Federer probably needs to beat two of Rafael Nadal, Novak Djokovic and Andy Murray to collect an 18th major but his recent record against the trio is underwhelming.
He has lost four straight to Nadal, three straight to Djokovic and fell to Murray in an absorbing Australian Open semifinal last January.
No matter what happens to Federer in 2014, though, he'll still be a major talking point.
Can anyone stop Rafael Nadal at the French Open?
Statistically, Nadal became the best player ever at the French Open when he won an unprecedented eighth title on the red clay at Roland Garros.
Only once has he failed to win in Paris in the spring, when Robin Soderling, Nadal's wonky knees and the then split of the Mallorcan's parents made for a combination too powerful to overcome in 2009.
Since then he has captured four in succession.
But Nadal came within an inch of likely losing at the French Open this year to Djokovic. The Serb led by a break 4-3 in the fifth set of their semifinal when he touched the net before a point ended at deuce. It was an easy put away that Nadal had no chance of reaching.
Djokovic lost the point, Nadal broke back and he won 9-7 in the fifth.
Only two months prior, Djokovic snapped Nadal's 46-match winning streak, dating back to 2005, at the clay-court Monte Carlo Masters.
If anyone is to get the better of Nadal at the French Open next year -- assuming he is healthy -- Djokovic, who has appointed Boris Becker as the head of his coaching team, is the lone serious candidate.
Who can derail Serena Williams?
Serena Williams compiled a 78-4 record in 2013 for the best winning percentage on the women's tour since 1990 and she took home nearly $12.4 million in prize money -- the most ever for a female tennis player in a season.
Williams was stunned by Sabine Lisicki at Wimbledon in one of those four losses but weeks earlier lifted the French Open trophy for the first time since 2002.
When she triumphed at the U.S. Open in September, the American climbed to 17 majors to approach Chris Evert -- once her critic -- and Martina Navratilova.
Unlike her fellow 32-year-old Federer, Williams doesn't have as many roadblocks in front of her so she could keep on collecting grand slam titles in bunches.

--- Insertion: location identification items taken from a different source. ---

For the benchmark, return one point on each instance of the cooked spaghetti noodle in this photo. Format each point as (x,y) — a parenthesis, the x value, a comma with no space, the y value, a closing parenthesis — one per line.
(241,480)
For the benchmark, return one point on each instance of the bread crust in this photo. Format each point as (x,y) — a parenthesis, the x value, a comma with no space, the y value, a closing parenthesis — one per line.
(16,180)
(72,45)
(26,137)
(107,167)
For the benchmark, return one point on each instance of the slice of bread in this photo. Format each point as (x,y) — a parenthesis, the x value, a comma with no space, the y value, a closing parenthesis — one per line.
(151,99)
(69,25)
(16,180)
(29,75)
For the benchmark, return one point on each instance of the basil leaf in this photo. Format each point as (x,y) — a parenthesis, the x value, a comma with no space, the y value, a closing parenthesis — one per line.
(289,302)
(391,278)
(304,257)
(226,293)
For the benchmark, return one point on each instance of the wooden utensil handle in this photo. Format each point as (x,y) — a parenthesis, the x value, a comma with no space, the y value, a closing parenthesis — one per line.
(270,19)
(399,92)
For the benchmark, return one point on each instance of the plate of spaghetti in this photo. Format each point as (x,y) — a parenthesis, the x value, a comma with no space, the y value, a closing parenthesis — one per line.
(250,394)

World No. 2 Victoria Azarenka has yet to win a grand slam outside Australia and Maria Sharapova is returning from another serious shoulder injury. They're Williams' two main rivals.
Williams' first order of business is to end Azarenka's two-tournament reign in Melbourne after injuries hampered her Down Under in 2012 and this year.

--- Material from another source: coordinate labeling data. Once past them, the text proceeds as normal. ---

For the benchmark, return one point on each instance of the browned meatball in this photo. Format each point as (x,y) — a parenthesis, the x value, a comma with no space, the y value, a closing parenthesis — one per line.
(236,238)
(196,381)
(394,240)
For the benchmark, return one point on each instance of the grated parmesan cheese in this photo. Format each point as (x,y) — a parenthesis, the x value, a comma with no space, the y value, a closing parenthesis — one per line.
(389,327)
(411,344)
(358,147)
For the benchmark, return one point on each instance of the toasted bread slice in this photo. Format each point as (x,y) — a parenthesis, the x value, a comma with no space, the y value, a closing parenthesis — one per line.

How will Andy Murray recover from his back injury?
Murray missed the last two months of the season following back surgery and all eyes are on the Scot to see how he'll rebound in 2014. As the likes of Federer, Agassi and Murray's coach, Ivan Lendl, can attest, back problems are difficult to shake.
He is due to return to action at an exhibition tournament in Abu Dhabi on Boxing Day against Jo-Wilfried Tsonga and might also face Djokovic and Nadal.

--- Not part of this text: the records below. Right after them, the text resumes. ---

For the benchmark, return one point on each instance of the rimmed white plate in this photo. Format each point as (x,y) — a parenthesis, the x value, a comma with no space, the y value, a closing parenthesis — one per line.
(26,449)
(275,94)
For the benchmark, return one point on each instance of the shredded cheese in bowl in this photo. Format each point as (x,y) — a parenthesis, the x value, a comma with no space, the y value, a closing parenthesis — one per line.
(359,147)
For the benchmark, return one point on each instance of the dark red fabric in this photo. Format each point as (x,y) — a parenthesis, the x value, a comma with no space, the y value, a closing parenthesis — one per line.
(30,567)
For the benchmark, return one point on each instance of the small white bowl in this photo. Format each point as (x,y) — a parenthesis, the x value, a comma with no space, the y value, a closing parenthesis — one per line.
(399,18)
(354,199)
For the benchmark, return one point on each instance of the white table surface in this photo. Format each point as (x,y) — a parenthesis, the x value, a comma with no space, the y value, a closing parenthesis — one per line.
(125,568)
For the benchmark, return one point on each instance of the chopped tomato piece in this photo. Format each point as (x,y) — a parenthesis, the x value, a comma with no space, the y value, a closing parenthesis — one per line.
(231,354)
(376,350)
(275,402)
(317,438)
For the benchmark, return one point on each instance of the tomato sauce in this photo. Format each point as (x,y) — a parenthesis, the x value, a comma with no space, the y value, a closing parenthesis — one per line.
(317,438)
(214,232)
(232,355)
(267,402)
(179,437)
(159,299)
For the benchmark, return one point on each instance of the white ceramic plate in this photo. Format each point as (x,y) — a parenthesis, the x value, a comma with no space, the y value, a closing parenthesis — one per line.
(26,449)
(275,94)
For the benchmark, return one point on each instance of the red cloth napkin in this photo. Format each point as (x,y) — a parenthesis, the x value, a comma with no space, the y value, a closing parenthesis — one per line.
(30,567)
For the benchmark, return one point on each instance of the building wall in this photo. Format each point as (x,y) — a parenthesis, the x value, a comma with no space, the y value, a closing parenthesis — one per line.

"It's exactly the test I need to see where my game is at," Murray was quoted as saying by ESPN UK online.
Thankfully for Murray he was able to end Britain's 77-year wait for a men's singles champion at Wimbledon -- before the back forced him off tour -- when he toppled Djokovic in July.
Prior to Nadal re-emerging on the circuit in February, Djokovic and Murray contested two straight grand slam finals.
Murray wants to make more history, said mom Judy.
"Andy's goal is to win more grand slams and try to achieve that end-of-year world No. 1 ranking," she was quoted as saying by the Scotsman newspaper this week.
Can anyone new win a major?
With the men's Big Four around, unearthing a new grand slam champion in 2014 figures to be difficult.
Since the spring of 2005, only one man not named Federer, Nadal, Djokovic or Murray has won a grand slam -- Juan Martin del Potro at the 2009 U.S. Open.
Recent years, however, tell us it could happen on the women's tour. For four straight seasons a debutante has come through at a major, Marion Bartoli being the most recent at Wimbledon.
Bartoli was the first to admit she benefited from a nice draw, with Williams, Sharapova and Azarenka all exiting before the quarterfinals.